Sin eufemismos ni componendas, digamos claramente que el terrorismo es una insensatez redomada. La sola palabra terrorismo se nos clava como rejón en el corazón, como puntilla de descabello. Sus evocaciones son tan dolorosas que jamás deberían pronunciarla labios humanos. Que siempre vaya embadurnada de sangre merece que la borren de los diccionarios. Lamentablemente, el horror que connota y el asco que provoca llenan a diario los medios de comunicación. Su solo eco tiñe de tinieblas el horizonte humano y acongoja los ánimos.

La muerte, salvo que en su dimensión teologal sea contemplada como la consumación lógica y normal de la vida, es lo más inmoral imaginable, el contravalor absoluto. Lo moral es precisamente favorecer la vida, la propia y la ajena. Ahora bien, el terrorismo siega vidas sin contemplaciones, la mayor parte de las veces de forma indiscriminada y por motivos que a la postre resultan banales. Con saña y frialdad, planea linchamientos que ejecuta sin piedad, como si los seres humanos fuéramos alimañas. De nada sirve revestirlo de ropajes políticos o religiosos, pues de todos es bien sabido que lo único que persigue es asaltar el poder y llenar los bolsillos. Dictadura y codicia van de la mano.
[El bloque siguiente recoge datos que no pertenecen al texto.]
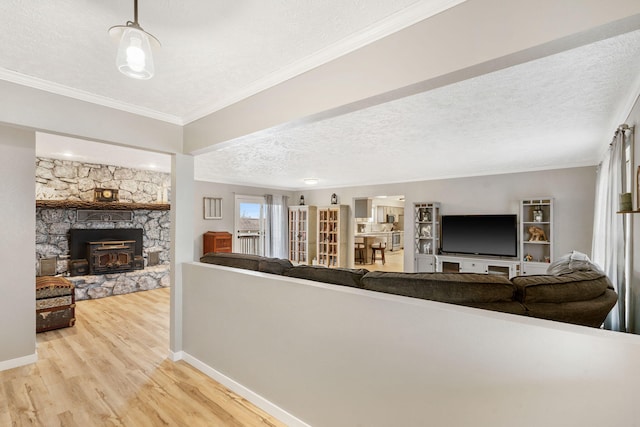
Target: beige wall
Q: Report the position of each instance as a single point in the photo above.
(327, 355)
(573, 190)
(17, 218)
(634, 321)
(47, 112)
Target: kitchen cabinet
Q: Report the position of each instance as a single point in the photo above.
(302, 234)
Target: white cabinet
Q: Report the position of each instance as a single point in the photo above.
(332, 235)
(536, 235)
(362, 208)
(302, 234)
(456, 264)
(426, 235)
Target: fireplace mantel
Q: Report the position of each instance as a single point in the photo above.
(80, 204)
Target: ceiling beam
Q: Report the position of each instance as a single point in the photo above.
(473, 38)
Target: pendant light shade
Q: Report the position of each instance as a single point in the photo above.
(134, 58)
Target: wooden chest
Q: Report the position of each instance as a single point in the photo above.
(217, 241)
(55, 303)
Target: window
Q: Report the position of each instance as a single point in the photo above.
(249, 225)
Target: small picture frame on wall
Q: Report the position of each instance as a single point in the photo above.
(638, 189)
(212, 207)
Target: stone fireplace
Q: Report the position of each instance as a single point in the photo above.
(125, 243)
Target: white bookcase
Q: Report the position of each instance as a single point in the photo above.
(332, 235)
(426, 236)
(536, 235)
(302, 234)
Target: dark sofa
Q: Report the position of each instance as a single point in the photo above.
(582, 297)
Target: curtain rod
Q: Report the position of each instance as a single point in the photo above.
(621, 128)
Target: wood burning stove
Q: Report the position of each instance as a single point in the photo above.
(104, 251)
(110, 256)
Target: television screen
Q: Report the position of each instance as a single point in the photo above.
(495, 235)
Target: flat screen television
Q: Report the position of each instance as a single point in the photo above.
(494, 235)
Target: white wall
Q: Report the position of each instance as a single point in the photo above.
(48, 112)
(228, 193)
(481, 36)
(634, 320)
(337, 356)
(17, 218)
(573, 190)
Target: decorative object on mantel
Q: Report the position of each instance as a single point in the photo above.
(80, 204)
(105, 195)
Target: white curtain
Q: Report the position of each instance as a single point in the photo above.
(609, 249)
(277, 223)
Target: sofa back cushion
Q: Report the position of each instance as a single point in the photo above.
(572, 287)
(248, 262)
(274, 265)
(337, 276)
(458, 288)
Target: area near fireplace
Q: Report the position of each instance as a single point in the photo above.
(105, 251)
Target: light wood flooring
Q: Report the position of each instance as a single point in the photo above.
(111, 369)
(394, 261)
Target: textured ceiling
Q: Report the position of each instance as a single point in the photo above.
(550, 113)
(213, 51)
(554, 112)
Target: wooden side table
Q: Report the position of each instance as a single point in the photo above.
(217, 241)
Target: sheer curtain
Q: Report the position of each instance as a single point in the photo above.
(610, 243)
(277, 223)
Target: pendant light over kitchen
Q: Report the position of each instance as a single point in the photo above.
(134, 58)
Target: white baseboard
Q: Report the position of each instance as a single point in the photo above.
(20, 361)
(175, 356)
(243, 391)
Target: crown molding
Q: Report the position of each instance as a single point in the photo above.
(394, 23)
(58, 89)
(415, 13)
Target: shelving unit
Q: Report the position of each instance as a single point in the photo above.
(471, 264)
(426, 232)
(536, 252)
(332, 235)
(302, 234)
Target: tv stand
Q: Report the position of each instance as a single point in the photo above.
(473, 264)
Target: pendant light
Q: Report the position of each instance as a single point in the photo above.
(134, 58)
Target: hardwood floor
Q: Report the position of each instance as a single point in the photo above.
(394, 261)
(111, 369)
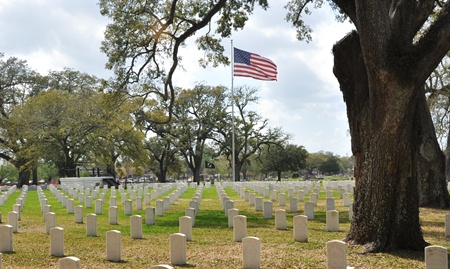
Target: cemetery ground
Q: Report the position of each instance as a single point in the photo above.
(212, 244)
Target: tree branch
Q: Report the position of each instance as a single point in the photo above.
(434, 44)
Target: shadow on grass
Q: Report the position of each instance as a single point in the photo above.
(211, 218)
(407, 254)
(186, 265)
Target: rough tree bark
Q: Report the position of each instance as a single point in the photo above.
(381, 71)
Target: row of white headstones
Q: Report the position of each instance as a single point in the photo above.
(435, 256)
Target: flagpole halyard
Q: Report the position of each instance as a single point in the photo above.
(233, 164)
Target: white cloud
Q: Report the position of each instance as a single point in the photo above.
(305, 101)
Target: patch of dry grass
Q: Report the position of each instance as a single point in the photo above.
(212, 245)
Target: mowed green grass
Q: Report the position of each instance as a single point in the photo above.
(212, 246)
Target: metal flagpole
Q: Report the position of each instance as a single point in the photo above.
(232, 111)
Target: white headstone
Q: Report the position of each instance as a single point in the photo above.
(309, 210)
(69, 263)
(113, 245)
(332, 219)
(185, 227)
(177, 249)
(113, 215)
(150, 216)
(6, 237)
(336, 254)
(91, 224)
(239, 227)
(57, 241)
(79, 214)
(301, 228)
(293, 205)
(251, 248)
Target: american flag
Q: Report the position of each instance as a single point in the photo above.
(247, 64)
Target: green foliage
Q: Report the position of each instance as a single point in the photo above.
(47, 172)
(283, 158)
(8, 172)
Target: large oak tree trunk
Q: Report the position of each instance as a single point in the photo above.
(385, 147)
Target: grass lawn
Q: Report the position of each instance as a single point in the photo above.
(212, 245)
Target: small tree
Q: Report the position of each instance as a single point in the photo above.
(282, 158)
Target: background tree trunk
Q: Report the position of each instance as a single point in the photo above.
(431, 160)
(386, 204)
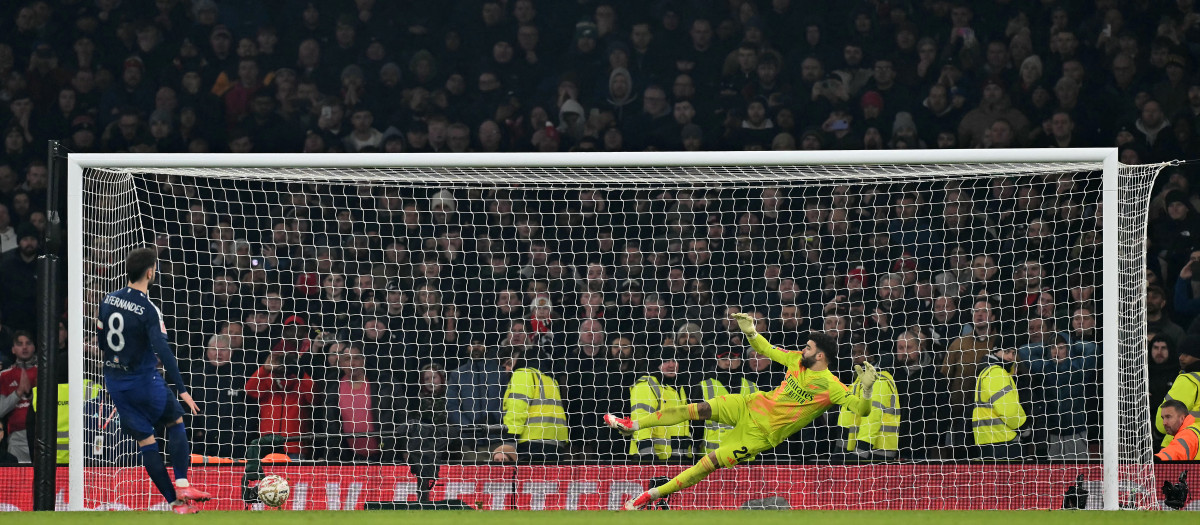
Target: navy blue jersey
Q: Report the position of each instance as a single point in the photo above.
(133, 338)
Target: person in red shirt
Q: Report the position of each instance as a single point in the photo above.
(285, 398)
(16, 384)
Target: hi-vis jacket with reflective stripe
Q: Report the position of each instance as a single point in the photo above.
(881, 428)
(63, 451)
(649, 396)
(1185, 390)
(997, 412)
(533, 408)
(1185, 444)
(711, 388)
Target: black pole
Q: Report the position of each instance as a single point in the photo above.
(46, 430)
(55, 199)
(45, 448)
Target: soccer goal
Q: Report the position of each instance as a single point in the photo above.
(348, 321)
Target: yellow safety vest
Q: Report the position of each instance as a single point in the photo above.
(533, 408)
(63, 447)
(997, 412)
(1185, 390)
(712, 388)
(881, 428)
(649, 396)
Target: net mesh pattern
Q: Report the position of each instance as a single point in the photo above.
(370, 315)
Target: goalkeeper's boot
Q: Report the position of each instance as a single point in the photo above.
(184, 507)
(622, 424)
(640, 502)
(192, 494)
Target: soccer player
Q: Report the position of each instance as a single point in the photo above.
(761, 420)
(133, 338)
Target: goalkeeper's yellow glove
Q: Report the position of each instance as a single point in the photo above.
(867, 374)
(747, 321)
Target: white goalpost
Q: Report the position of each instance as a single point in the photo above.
(595, 269)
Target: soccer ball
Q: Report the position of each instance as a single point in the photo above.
(274, 490)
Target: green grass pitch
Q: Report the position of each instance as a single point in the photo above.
(623, 518)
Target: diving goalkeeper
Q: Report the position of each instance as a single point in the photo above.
(761, 420)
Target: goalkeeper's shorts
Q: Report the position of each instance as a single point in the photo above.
(745, 440)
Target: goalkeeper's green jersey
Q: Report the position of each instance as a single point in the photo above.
(802, 397)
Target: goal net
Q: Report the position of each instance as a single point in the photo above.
(381, 333)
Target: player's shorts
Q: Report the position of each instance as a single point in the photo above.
(145, 408)
(747, 439)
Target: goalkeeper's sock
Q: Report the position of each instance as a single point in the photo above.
(667, 417)
(687, 478)
(157, 471)
(179, 450)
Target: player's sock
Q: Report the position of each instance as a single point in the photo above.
(157, 471)
(687, 478)
(669, 416)
(179, 450)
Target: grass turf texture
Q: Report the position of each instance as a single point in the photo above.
(624, 518)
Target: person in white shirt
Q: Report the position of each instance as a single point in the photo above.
(7, 233)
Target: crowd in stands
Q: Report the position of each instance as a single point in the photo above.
(395, 314)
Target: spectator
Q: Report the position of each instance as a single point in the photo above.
(1062, 375)
(994, 106)
(285, 396)
(427, 432)
(7, 233)
(359, 402)
(17, 278)
(474, 392)
(923, 394)
(219, 387)
(966, 354)
(1157, 321)
(16, 384)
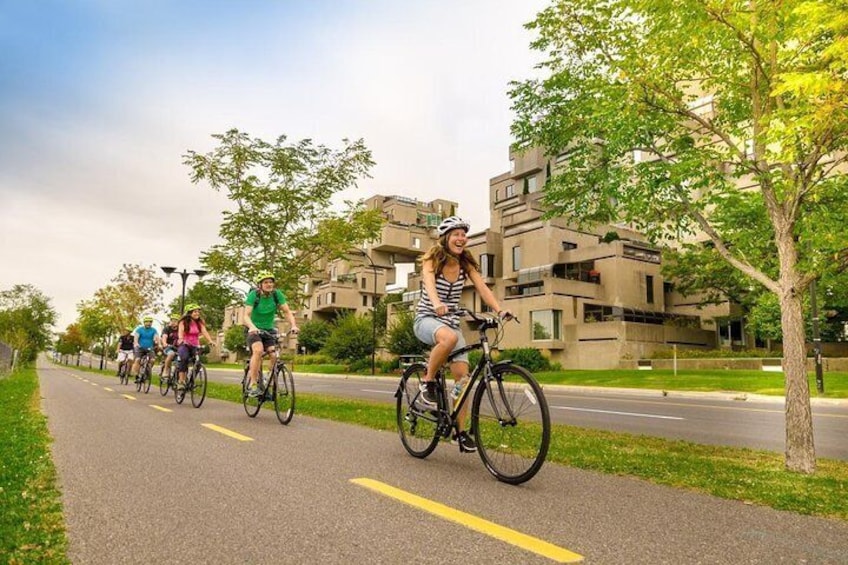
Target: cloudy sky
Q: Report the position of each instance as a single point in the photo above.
(99, 100)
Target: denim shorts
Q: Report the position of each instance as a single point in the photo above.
(425, 329)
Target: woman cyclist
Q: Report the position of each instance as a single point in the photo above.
(170, 334)
(446, 267)
(190, 327)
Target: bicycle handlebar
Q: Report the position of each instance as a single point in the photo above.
(462, 311)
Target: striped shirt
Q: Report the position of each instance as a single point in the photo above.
(449, 293)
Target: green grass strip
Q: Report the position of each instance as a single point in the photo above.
(32, 527)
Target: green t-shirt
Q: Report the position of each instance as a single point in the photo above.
(265, 312)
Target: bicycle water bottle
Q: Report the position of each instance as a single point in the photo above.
(457, 388)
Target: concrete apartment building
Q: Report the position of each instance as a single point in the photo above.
(585, 303)
(356, 283)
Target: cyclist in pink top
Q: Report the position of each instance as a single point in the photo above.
(191, 327)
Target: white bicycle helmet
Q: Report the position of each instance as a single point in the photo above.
(452, 223)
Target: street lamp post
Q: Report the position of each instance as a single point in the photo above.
(816, 339)
(373, 311)
(184, 275)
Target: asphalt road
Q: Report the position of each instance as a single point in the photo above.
(708, 418)
(143, 485)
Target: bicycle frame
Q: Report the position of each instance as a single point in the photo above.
(483, 370)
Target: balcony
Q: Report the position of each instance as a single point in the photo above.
(549, 286)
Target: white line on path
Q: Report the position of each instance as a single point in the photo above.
(634, 414)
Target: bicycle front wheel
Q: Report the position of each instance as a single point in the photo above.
(511, 423)
(198, 387)
(164, 384)
(418, 425)
(284, 395)
(252, 404)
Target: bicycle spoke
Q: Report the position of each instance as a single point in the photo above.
(512, 425)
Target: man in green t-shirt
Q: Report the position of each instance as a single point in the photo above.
(260, 314)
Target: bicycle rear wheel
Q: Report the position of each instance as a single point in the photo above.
(198, 387)
(284, 395)
(148, 377)
(418, 426)
(252, 404)
(511, 423)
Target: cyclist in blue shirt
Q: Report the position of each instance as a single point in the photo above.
(146, 340)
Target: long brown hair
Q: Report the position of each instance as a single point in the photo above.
(440, 256)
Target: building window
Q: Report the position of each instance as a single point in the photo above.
(487, 265)
(545, 324)
(649, 287)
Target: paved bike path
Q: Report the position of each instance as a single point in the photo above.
(141, 485)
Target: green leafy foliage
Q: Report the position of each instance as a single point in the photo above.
(26, 320)
(213, 296)
(282, 219)
(350, 339)
(721, 122)
(527, 357)
(313, 335)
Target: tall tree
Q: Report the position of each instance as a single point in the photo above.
(662, 110)
(213, 296)
(26, 320)
(134, 291)
(283, 220)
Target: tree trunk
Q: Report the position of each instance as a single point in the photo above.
(800, 449)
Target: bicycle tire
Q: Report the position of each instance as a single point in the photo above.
(284, 394)
(164, 384)
(198, 387)
(513, 451)
(418, 426)
(179, 395)
(252, 404)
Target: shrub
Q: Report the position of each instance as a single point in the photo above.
(528, 357)
(313, 335)
(350, 339)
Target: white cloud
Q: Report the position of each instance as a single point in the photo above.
(96, 180)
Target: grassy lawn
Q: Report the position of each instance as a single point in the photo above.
(754, 382)
(32, 526)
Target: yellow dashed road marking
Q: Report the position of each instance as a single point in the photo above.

Sin atenuantes ni justificantes

Los terroristas, persigan supuestos objetivos religiosos o políticos, cometen un gran error al emprender un camino alfombrado de cadáveres hacia ninguna parte. Actúan sin ni siquiera el mínimo apoyo psicológico de luchar abiertamente contra un enemigo real en contienda bélica, pues lo hacen contra quienes precisamente dan contenido y sentido a la política y a la religión, hombres y mujeres dedicados a ganarse duramente el pan que comen.

La pretensión de justificar sus atentados so pretexto de luchar por causas nobles produce fatiga mental y provoca náuseas. Una sola víctima del terrorismo islámico, por ejemplo, vale mucho más que el gran Alá de sus invocaciones; un español andrajoso, vasco o de cualquier otra región, vale mucho más que el País Vasco, minúsculo territorio cuya independencia decía propugnar la ETA.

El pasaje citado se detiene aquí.